Why? – because an empty box is magic, easily turning into whatever you can imagine.

It doesn’t matter if your box is from a fridge or an Amazon delivery – give your kids some markers, safety scissors and packing tape, and suddenly it’s a noble steed or a rocket ship.

2. A Cardboard Tube

The good news is that cardboard tubes are free with your toilet paper or paper towel; the bad news is that you’ll never have enough for all their fun, crafty uses.

Cardboard tubes are not just telescopes to use on your cardboard-box pirate ship, they can also be turned into ‘flowers’, bee homes to be enjoyed all summer, pencil holders, or any number of other interesting things.

Toys for grade one children | Waldorf Academy | Toronto Private School Childcare

3. A Stick

Now we’re graduating to a really fun toy, which also come in all kinds of shapes and sizes – sticks.

Sticks are dangerous, yes, but mainly because they make great masts for cardboard box pirate ships, or even pirate swords.

Sticks can also be used to dig holes, poke things, draw pictures with in the ground, or fly flags from.

For older kids, sticks can be whittled, used to roast things over a campfire, or as a rickety lean-to in your backyard.

Don’t worry, parents: sticks also teach about spatial dynamics, mechanics and physics, but we won’t tell your kids that if you won’t.

4. A Piece Of String

A piece of string is often a cast-off from mom or dad’s afghan or winter scarf project, but the good news is that it doesn’t have to go to waste.

String can be used for cat’s cradle, for rigging a pirate mast, for weaving together flowers into a daisy crown, or for simple bracelets.
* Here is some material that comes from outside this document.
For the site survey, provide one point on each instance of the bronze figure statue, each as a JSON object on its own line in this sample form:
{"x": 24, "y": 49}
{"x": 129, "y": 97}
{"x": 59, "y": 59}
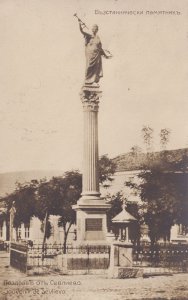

We’ve used strings to do finger crocheting, for making cup coasters (glued into a spiral), for tying around secret map scrolls, and for hanging artwork from door handles.

Think about all of these great string uses, and we don’t even have a child’s imagination – now do you see how string is the gift that keeps on giving?

5. The Earth Itself

Mother knows best – mother Earth, that is: she knows how getting your feet dug down deep into the soil helps connect and ground both children and adults alike.

Dirt is fantastic for piling into walls, or dug into hideouts; add mud and you can make statues, bricks and mud-men (think snowmen, but messier).

The good news is that kids who play in the dirt have been proven to have better immune systems, keeping them safer from infection, even though this seems counter-intuitive.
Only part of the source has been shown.